MAGS: Of course we will! Mags and Mira always catch our guy! Now, let’s go look for some clues!
Exit OLD MAN DONALD
MIRA: Let’s split up and look for clues. You take this side of the beach and I’ll take the dark, spooky area under the jetty.
MAGS goes toward the bench, while MIRA goes back towards the jetty. Both tiptoe cartoonishly. MAGS steps on a piece of seaweed. She screams.
MAGS: Come on self, it’s just seaweed. I’m supposed to be looking for clues.
She continues tiptoeing around, terrified.
MIRA: [drops her cigarette and reaches down to grab it] Where is my cigarette? I know I dropped it here…
She grabs onto something. It is not her cigarette, it is THE HEAD. She screams and runs over to MAGS.
MIRA: Dude [pant] dead [pant] bod—
OLD MAN DONALD enters and creeps up behind them.
MAGS: What? Talk faster dude.
OLD MAN DONALD: That’s right, and you’ll be next!
Both girls scream and run, exiting left, OLD MAN DONALD chases them.
Girls continue screaming, and run back across the stage, exiting right, repeat left and right once more until MAGS stops and turns around, bumping into OLD MAN DONALD. He falls, and she steps over him, removing the hood. Under the hood is a Donald Trump wig. MAGS screams.
MIRA: [to MAGS] Dude.
OLD MAN DONALD freezes.
MIRA: Are you still thinking about all of this stuff? I already told you, we’re safe in Melbourne.
MURDERER is dressed as CHAD. He is dressed the same except that instead of the hood and a wig he wears a backwards baseball cap. MAGS, MIRA, and CHAD sit in a circle on the beach. CHAD is drinking a VB. CHAD’s arm is around MAGS.
MAGS: Thanks for inviting us up to the beach, Chad.
CHAD: No worries, babe. Hey Mira, why don’t you show us some of that sick poetry you’ve been working on.
MAGS: Yeah, do it, nerd!
MIRA: You’re not going to be calling me a nerd when I get a scholarship and you don’t.
She stands up and takes a deep breath
MIRA: Here we go. This piece is titled ‘Goon Bag.’ [rambling] It’s about my difficulties reconciling my identity as a foreigner with my Australian-ness and womanhood—
CHAD [interrupting] get on with it already!
MIRA: High culture [She claps high in the air]
My culture [She claps low]
Meat pies, thick like my thighs [Slaps her thighs]
I have been away a-drovin’
And every town I passed through had a bloody good bakery
Awkward silence for a few moments, until another clapping sound is heard from offstage.
CHAD: I don’t get the last clap.
MAGS: I don’t get any of it.
MIRA: What last clap? There are only three claps, one representing each of my warring identities, Australian, Egyptian, and Woman—
CHAD [interrupting] no one cares!
MAGS: Seriously though, where did that sound come from?
CHAD: It wasn’t me.
MIRA: Me neither.
CHAD: I think it came from over there [gesturing offstage]. I’ll go check it out.
Exit right CHAD
MAGS: It’s kind of creepy out here at night, isn’t it?
MIRA: I can’t believe we came here on a weeknight, I have stuff due tomorrow. We should just go home.
MAGS: Stop being such a party pooper [passes her the beer] come on, lighten up!
MIRA: No way. I told you, I have stuff due tomorrow. Can’t we just go home?
MAGS: We can’t leave without Chad. [pause] He’s been gone for kind of a long time.
MIRA [calling out] Chad! Stop messing around! Come on back, we’ve gotta go home!

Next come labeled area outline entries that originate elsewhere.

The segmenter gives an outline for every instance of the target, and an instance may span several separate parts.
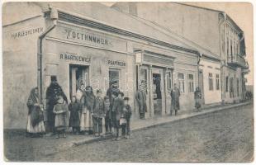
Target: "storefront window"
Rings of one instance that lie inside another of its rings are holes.
[[[185,82],[184,82],[183,73],[178,74],[178,87],[179,87],[180,92],[185,92]]]
[[[220,75],[216,74],[216,90],[220,90]]]
[[[167,91],[171,92],[173,87],[173,73],[171,71],[166,72],[166,87]]]
[[[212,91],[213,90],[213,82],[212,82],[212,73],[209,73],[209,90]]]
[[[146,92],[148,92],[148,70],[146,68],[140,68],[140,83],[143,84]]]
[[[239,78],[237,78],[236,79],[236,92],[237,92],[237,96],[239,96]]]
[[[234,78],[230,78],[230,97],[234,97]]]
[[[112,82],[117,82],[118,87],[120,88],[121,69],[109,68],[109,87],[111,87]]]
[[[188,92],[194,92],[194,77],[192,74],[187,75],[188,79]]]
[[[225,92],[229,92],[229,77],[225,77]]]

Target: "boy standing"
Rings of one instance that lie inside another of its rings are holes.
[[[125,103],[125,109],[126,109],[126,135],[127,138],[130,138],[130,119],[131,116],[131,108],[129,105],[129,97],[124,98],[124,103]]]
[[[111,114],[110,114],[110,99],[109,97],[104,97],[104,108],[105,108],[105,129],[106,129],[106,134],[110,134],[111,130]]]
[[[102,90],[97,90],[94,108],[92,112],[93,132],[95,136],[100,136],[102,133],[102,118],[105,116],[104,101],[102,97]]]
[[[124,108],[124,100],[123,100],[124,93],[120,92],[118,93],[118,97],[115,98],[113,103],[112,112],[115,116],[114,117],[114,127],[116,129],[116,138],[113,139],[115,140],[119,140],[119,126],[120,126],[120,118],[121,112]]]

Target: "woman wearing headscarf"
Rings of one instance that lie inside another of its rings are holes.
[[[44,110],[42,105],[39,103],[38,87],[31,91],[26,105],[29,110],[26,126],[28,134],[32,137],[43,135],[45,132]]]
[[[80,118],[80,131],[92,134],[93,123],[92,113],[94,108],[95,96],[91,86],[85,87],[85,92],[81,98],[82,111]]]
[[[197,87],[196,88],[196,91],[194,92],[194,98],[195,98],[195,107],[197,109],[197,112],[200,111],[200,108],[201,108],[201,103],[200,103],[200,100],[201,97],[201,90],[200,88]]]

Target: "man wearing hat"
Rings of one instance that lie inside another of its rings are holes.
[[[100,136],[102,134],[102,118],[105,117],[105,108],[102,95],[102,90],[97,89],[92,111],[93,133],[95,136]]]
[[[139,105],[140,119],[145,119],[145,112],[147,112],[147,98],[145,90],[145,82],[142,81],[135,95],[135,99]]]
[[[57,77],[51,76],[50,84],[46,90],[47,130],[50,132],[55,132],[55,118],[53,109],[57,103],[58,96],[62,96],[66,103],[68,103],[67,97],[57,82]]]
[[[111,112],[112,111],[112,107],[113,107],[113,103],[114,103],[114,97],[116,96],[117,97],[118,93],[120,92],[120,90],[118,89],[118,85],[119,85],[119,80],[118,79],[115,79],[113,78],[111,81],[111,87],[107,89],[107,96],[108,96],[109,97],[109,101],[110,101],[110,111]],[[111,123],[111,127],[114,127],[114,120],[115,119],[113,119],[113,115],[110,114],[111,119],[110,119],[110,122]],[[111,129],[112,130],[112,129]],[[111,132],[112,132],[111,130]]]

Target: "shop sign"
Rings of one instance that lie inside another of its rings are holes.
[[[91,63],[91,57],[85,57],[82,55],[70,54],[66,54],[66,53],[60,54],[59,59],[68,60],[68,61],[72,61],[72,62],[80,62],[80,63],[85,63],[85,64]]]
[[[34,34],[40,34],[44,31],[43,27],[35,27],[35,28],[30,28],[26,30],[21,30],[17,32],[12,33],[11,36],[12,39],[18,39],[22,38],[25,36],[31,35]]]
[[[107,60],[107,64],[113,67],[123,67],[126,68],[126,63],[124,61],[119,61],[119,60]]]
[[[82,27],[59,24],[48,37],[106,50],[126,52],[126,41]]]

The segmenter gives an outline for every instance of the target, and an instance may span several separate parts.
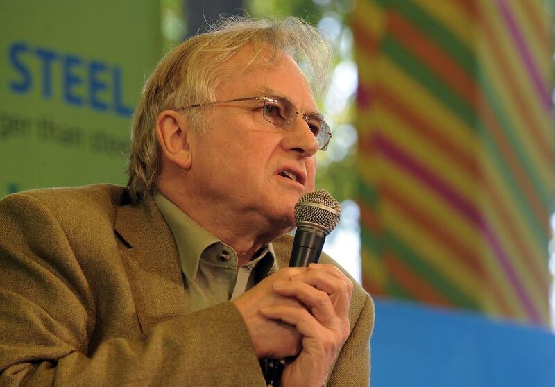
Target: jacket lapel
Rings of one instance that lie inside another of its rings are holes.
[[[179,255],[152,196],[142,205],[119,207],[114,229],[123,242],[121,257],[142,332],[184,313]]]

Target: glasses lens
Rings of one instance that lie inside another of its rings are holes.
[[[264,117],[266,121],[276,126],[290,129],[297,117],[297,110],[295,105],[287,99],[268,98],[264,100]],[[325,150],[330,139],[332,138],[330,126],[318,117],[303,114],[302,118],[316,138],[318,148]]]
[[[264,101],[264,119],[276,126],[289,129],[295,119],[295,107],[283,98],[268,98]]]

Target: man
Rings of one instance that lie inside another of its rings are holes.
[[[229,19],[147,80],[127,189],[0,203],[0,384],[264,386],[287,358],[281,386],[368,385],[369,295],[325,255],[287,268],[330,137],[293,58],[318,83],[327,52]]]

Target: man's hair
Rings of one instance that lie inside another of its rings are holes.
[[[309,83],[316,96],[325,93],[331,49],[314,27],[296,17],[269,21],[232,17],[220,20],[207,32],[169,51],[143,87],[133,117],[127,170],[127,187],[133,203],[141,202],[154,189],[160,173],[160,150],[155,132],[157,115],[165,110],[214,101],[219,82],[232,67],[228,60],[246,46],[252,55],[241,71],[254,65],[271,67],[282,55],[289,55],[302,68],[308,67]],[[200,131],[201,119],[207,119],[204,110],[191,109],[187,113],[191,130]]]

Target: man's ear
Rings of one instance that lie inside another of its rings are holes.
[[[164,110],[156,118],[156,137],[164,155],[173,164],[189,169],[192,164],[188,121],[179,112]]]

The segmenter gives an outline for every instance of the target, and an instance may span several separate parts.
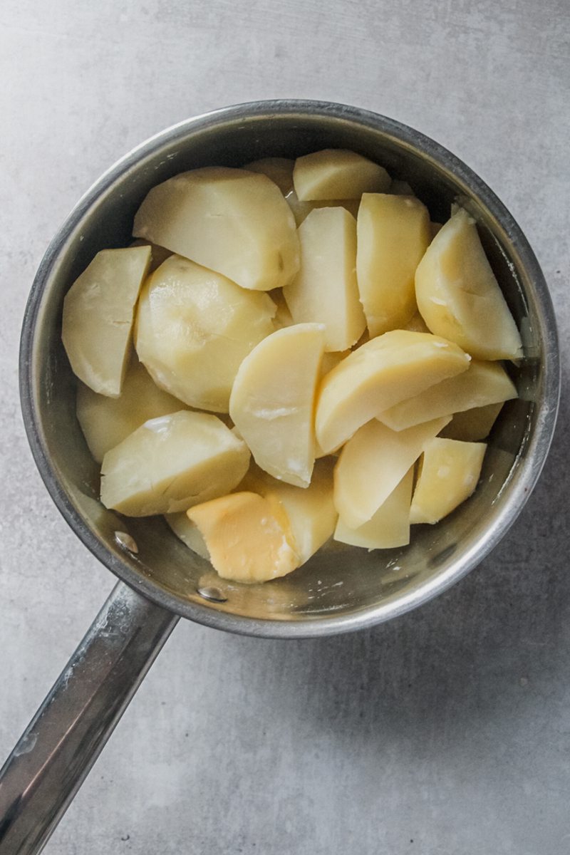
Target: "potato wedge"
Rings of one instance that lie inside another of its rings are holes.
[[[474,220],[459,209],[435,236],[415,273],[424,321],[478,359],[518,359],[516,324],[481,245]]]
[[[141,291],[135,347],[161,388],[191,406],[227,412],[238,369],[273,332],[275,310],[267,294],[173,255]]]
[[[356,221],[344,208],[312,211],[299,227],[301,268],[283,289],[295,323],[324,323],[325,350],[345,351],[364,332],[356,285]]]
[[[230,416],[256,463],[308,486],[314,463],[314,407],[324,346],[322,324],[277,330],[245,357],[230,397]]]
[[[270,291],[299,268],[295,221],[266,175],[204,167],[150,191],[132,233],[210,268],[242,288]]]
[[[233,490],[250,451],[215,416],[181,410],[150,419],[108,451],[101,501],[127,516],[186,510]]]
[[[73,374],[117,398],[129,360],[134,307],[150,264],[148,246],[102,250],[63,300],[62,339]]]

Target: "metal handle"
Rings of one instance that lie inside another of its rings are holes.
[[[115,586],[0,770],[0,855],[41,852],[177,621]]]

MAGS: Chad! Come on babe, let’s go!
MIRA: He’s such a dumbass, he probably got lost. Let’s just go look for him.
MAGS and MIRA walk together, clinging onto each other out of fear, around the stage. First, towards the bench, then to the right, where they peer off the stage into the wings, then do the same thing on the left, all the while calling out for Chad. After a bit, they give up and go to sit back down.
MIRA: Hey, what’s that thing over by the jetty?
MAGS: Looks like a volleyball. Wanna play?
MIRA: We don’t have a net.
MAGS: Who cares? Just try to have fun for once.
MIRA: I’ll have fun once I’ve submitted this paper. I’m going to go look for Chad so we can leave.
MIRA exits right
MAGS walks over to the volleyball, which is actually THE HEAD. CHAD, with a gun and MIRA’s jacket on creeps up behind her. She bends down to pick it up and realises it is THE HEAD. She screams and turns around to run away, but there is CHAD right behind her, pointing the gun at her head.
MAGS: Chad? What’s going on?
CHAD: They deserved it.
MAGS: Chad, who deserved it? Deserved what? What are you talking about?
CHAD: This is my country! Her people are coming in and taking over the whole world, and it’s time for the real Australians to send a message! This will never be a Muslim country! White Australia today, white Australia forever! I killed her to defend MY country. And I’m gonna kill you too, race traitor!
MIRA walks back on stage. CHAD freezes.
MIRA: Dude, seriously. That stuff doesn’t happen in Australia. Gun control, remember? [She takes the gun out of CHAD’s hand and throws it into the ocean. He is still frozen.] Stop projecting your weird paranoid fantasies on everything. We are completely, totally, 110% safe in Melbourne. Stop freaking out.
All back to their original positions, as in scene one, except MAGS and MIRA are standing. MIRA is holding a video camera pointed at MAGS. The beer bottle is still lying on the beach. MURDERER as MELBURNIAN is holding a takeaway coffee.
MAGS: Melbourne, Australia! Far south of the equator is the state of Victoria, and at its far southern tip, the city called Melbourne. I’m here on St. Kilda beach with my trusty camerawoman, Mira
MIRA turns the camera to face herself and waves, then turns it back on MAGS
MAGS: To explore this strange city and its unusual inhabitants in Mondo Melbourne! A warning: what you are about to see may be graphic and disturbing.
MIRA: [pointing to MELBURNIAN] There’s one right there!
Both girls crouch down, MIRA aims her camera at MELBURNIAN, who is walking to the bins on stage left to put out his cigarette.
MAGS: A genuine Melbournian in his natural habitat! These are a strange and unique people that’s for sure! Watch how slowly he walks, I’ve never seen anything like it. What’s that in his hand?
MIRA: It looks like a flat white.
MAGS: Wow! Can you zoom in on that?
MELBURNIAN hears something, cocks his head toward the jetty where the girls are crouching.
MAGS: Crap, he heard us!
MIRA: There’s nothing to worry about. Although strange and well-dressed, Melbournians aren’t dangerous.
MAGS: So why are we whispering?
MIRA: It’s a lot more dramatic. If we want to sell this to the network we need tension!
MAGS: There’s no tension if you say he’s not dangerous. Isn’t there anything we can play up here?
MIRA: Not really.
MAGS: Remind me why we chose here to make this movie?
MIRA: It’s far enough away that our American viewers will be able to exotify it, but so safe that we don’t actually have to do any difficult work. You wanted ratings, I want to not die. Do you really want to be waving a camera around some psycho neo-fascist rally?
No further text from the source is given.